As nexos mentioned, it generally means there is not a lot of retained state. For IMGUI, it borrowed the idea and term from ancient D3D. Around D3D/DX3, the API offered the low level Immediate mode, where you fed it data for raw triangles, every frame, along with any render state changes needed as they came along. This is more or less how OpenGL worked at the time, but D3D did it in a much more painful way. D3D used an Execute Buffer concept, where you fed it what was essentially a carefully constructed bytecode stream with inline data to render. Those buffers, in usual MS style, of course had to be reserved, allocated, locked, filled, unlocked, submitted, and collected. You were expected to either just know the appropriate size, or do a bunch of queries to determine it, and naturally the optimal size would vary depending on the workload, driver, and hardware. OpenGL just had you make a (admittedly large) number of function calls, and dealt with the buffering under the hood. The driver/hardware didn't do any fancy reordering or anything, it did everything in the order presented, and at one point or another, tended to do it more or less immediately while you were feeding it, aside from maybe requiring some sort of Flush call if you wanted to spin on some results.

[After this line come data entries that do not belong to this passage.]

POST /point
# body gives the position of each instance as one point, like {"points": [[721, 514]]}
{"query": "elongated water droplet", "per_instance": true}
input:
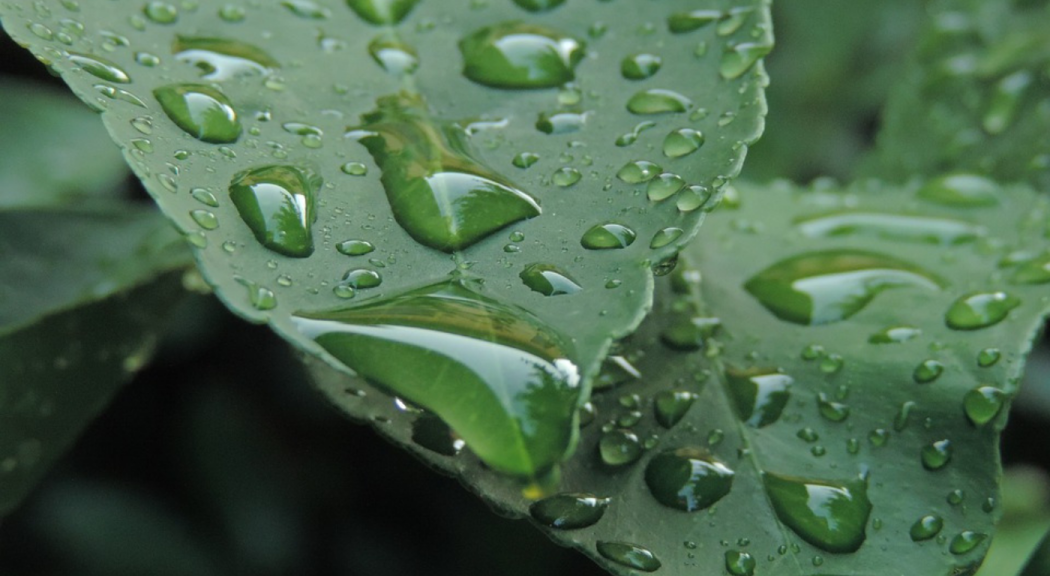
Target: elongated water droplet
{"points": [[221, 59], [201, 111], [983, 404], [937, 455], [820, 288], [395, 57], [966, 541], [641, 66], [895, 335], [515, 55], [898, 227], [980, 310], [382, 12], [440, 195], [672, 405], [452, 344], [759, 395], [277, 205], [688, 478], [961, 191], [548, 280], [608, 236], [831, 516], [629, 555], [681, 143], [100, 67], [569, 511], [657, 102]]}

To make dealing with D3D a bit more humane for mortals, MS also offered a Retained Mode that sat on top. Instead of dealing with raw triangles, you fed it actual meshes, and had them arranged into a persistent scene hierarchy, providing methods to mutate the hierarchy as needed. They would have associated textures and render states, and the API would figure out the ordering and nested transforms on its own. These days that sort of thing would be dealt with more in a framework or engine, but this was 1996, and the only engines that really counted were iD's and BUILD, and neither one did hardware rendering yet. Later on, the sort of stuff Retained Mode covered got resurrected as the XNA framework.
GUI frameworks and APIs traditionally work more like Retained Mode graphics. You create a bunch of widgets, feed them into the hierarchy, and the general updates are handled under the hood. Rendering tends to revolve around dirty rectangle updates, or something similar (like the Win32 Invalidate/Paint cycle), and everything tends towards a very event driven setup.
IMGUI applies something more like the Immediate Mode graphics API style to things. It doesn't keep track of anything from frame to frame, you tell it what things it should display that frame, and track it yourself. It very much derives from the traditional game loop where you're redrawing the entire thing each time anyways. Any and all state needed for rendering is grabbed on the spot, and there's no lifetimes or marshalling needed for things like a status display or such. It's original use case was lightweight, simple GUIs for editors, testbeds, and demos -- things like a model or animation viewer.
Which works better for a particular use case varies. If you are creating something that works very much like the things one of the frameworks provides, it might be better to stick with one of them -- though modern threading and such can make that a real pain, and all of the frameworks involve a significant amount of boilerplate code everyone just copy-pastes from stackoverflow. On the other hand, if you have some custom controls you'd want to provide, or are particular about how you keep the data around, immediate mode may make that a lot easier to deal with. It tends to mean you have to do a bunch of the framework level stuff (layout, input processing, etc) yourself, but generally allows it to be tailored for your specific circumstances.